By Nicole Schmidt
Ryerson’s new media program focuses on computer programming, electronics, networking, social media, and digital art. It gives students an opportunity to create, experiment, and become thinking artists in the world of continuously evolving media.
But since the program covers such a broad spectrum of material, some students enter the program not knowing what to expect. However, a plan to merge new media with radio and television arts aims to make it easier for these students to discover what their program has to offer.
Fourth-year new media student Amanda Wood was one of those confused first-years. She has always enjoyed working with computers, which is what made her apply. But she entered the program not knowing what she wanted to do after graduation.
“I was hoping that the program would give me an idea for a career,” said Wood.
Once she started classes, Wood said that she was unsure if the program was what she wanted. It was different than she expected it to be.
She says that she’s finally realized that new media is the place for her.
Wood says that her four years here have been filled with valuable learning experiences and opportunities. For her final thesis project, she worked on programming an audio environment to create a virtual reality experience for the participant. Her project will be displayed in the upcoming new media showcase.
With graduation just around the corner, Wood has a job lined up that begins in May. She will be working with a branding manager and a graphic designer taking care of the online components for a company that offers fine dining experiences in and around Toronto area.
“It’s something I never would have thought I’d be into in first year, but it’s definitely something I’m really excited about,” said Wood.
Like Wood, first year new media student Joshua Samways also didn’t know what to expect from the program.
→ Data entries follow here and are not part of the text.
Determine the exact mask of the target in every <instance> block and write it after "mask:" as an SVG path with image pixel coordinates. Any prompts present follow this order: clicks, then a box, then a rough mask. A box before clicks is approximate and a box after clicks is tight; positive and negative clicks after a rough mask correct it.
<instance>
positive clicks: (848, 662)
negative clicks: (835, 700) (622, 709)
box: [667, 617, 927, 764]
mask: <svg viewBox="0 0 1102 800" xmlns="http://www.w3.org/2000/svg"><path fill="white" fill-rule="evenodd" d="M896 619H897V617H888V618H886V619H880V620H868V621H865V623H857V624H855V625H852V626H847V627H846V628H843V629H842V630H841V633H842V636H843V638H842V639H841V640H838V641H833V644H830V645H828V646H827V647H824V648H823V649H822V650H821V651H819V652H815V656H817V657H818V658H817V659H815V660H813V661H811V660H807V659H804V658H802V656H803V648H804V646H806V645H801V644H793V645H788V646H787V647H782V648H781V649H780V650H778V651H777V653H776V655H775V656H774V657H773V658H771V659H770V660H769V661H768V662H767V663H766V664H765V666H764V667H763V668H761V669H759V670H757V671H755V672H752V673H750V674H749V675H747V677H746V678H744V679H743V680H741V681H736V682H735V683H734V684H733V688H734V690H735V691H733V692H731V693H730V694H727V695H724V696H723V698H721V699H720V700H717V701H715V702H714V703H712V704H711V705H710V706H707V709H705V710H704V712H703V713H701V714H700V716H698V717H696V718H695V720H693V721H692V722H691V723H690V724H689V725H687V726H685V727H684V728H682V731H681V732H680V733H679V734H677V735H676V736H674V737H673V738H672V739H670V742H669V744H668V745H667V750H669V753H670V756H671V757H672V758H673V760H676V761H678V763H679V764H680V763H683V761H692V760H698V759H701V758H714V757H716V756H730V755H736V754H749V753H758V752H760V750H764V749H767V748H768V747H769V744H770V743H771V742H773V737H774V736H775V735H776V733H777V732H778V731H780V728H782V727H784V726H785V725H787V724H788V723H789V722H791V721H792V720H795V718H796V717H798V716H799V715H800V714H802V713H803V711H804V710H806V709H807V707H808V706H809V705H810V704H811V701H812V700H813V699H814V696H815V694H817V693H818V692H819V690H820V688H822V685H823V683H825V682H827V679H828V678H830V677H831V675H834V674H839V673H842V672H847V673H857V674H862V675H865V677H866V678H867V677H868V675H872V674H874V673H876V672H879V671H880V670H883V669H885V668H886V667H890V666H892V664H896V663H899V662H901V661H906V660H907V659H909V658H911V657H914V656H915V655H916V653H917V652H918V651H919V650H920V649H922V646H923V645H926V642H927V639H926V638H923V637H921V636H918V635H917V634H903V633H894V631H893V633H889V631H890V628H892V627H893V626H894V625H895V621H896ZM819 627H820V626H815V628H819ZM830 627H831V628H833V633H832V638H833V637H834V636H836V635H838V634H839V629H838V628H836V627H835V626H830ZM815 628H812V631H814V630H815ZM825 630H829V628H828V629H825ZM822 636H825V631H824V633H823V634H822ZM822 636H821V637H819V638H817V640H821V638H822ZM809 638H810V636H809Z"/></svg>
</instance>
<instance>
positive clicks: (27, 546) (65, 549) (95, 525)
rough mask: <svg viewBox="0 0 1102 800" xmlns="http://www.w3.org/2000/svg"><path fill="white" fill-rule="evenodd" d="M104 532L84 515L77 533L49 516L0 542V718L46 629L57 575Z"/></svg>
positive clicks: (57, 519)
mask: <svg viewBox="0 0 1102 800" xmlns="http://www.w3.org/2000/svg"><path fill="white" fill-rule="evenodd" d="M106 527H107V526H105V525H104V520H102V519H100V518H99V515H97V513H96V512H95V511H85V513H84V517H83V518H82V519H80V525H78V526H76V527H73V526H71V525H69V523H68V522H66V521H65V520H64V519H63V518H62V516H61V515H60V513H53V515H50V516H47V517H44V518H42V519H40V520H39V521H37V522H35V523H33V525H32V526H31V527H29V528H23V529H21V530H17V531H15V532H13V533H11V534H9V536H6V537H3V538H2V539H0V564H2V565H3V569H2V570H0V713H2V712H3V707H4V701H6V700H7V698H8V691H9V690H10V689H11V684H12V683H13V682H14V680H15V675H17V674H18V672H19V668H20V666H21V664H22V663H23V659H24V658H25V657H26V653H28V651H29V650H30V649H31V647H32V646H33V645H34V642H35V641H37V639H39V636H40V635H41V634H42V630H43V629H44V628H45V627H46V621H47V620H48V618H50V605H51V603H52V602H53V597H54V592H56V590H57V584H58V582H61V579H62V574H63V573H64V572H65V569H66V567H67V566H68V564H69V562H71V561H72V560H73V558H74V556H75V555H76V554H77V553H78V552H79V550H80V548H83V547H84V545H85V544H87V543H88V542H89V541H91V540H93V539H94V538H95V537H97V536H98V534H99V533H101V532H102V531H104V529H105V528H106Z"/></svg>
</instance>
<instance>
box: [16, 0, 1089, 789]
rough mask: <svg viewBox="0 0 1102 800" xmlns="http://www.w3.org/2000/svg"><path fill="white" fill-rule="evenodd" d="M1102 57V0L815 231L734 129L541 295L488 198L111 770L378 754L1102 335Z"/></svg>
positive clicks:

He was hoping to learn about video game design, but says that there hasn’t been much focus on that component.
Instead, he’s learning a lot about computer programming and networking.
Although new media isn’t exactly what he thought it would be, Samways says that he’s still enjoying what he’s learning.
“I’m not disappointed, I’m happy,” said Samways. “There’s so much to learn and it’s all been so helpful.”
This coming year, new media will say farewell to the image arts department and find a new home in RTA for the upcoming year. The two programs will now form the RTA school of media, continuing to offer students a bachelor of fine arts in new media, or a bachelor of arts in RTA.
By joining RTA, Lila Pine, the new media RTA program director, says the new media program will gain the support that it needs to grow and flourish.
“[New media] will truly be the playground where students set their imaginations free, something the New Media faculty have envisioned for a long time,” said Pine. “Our dreams for our students are finally coming true with this move.”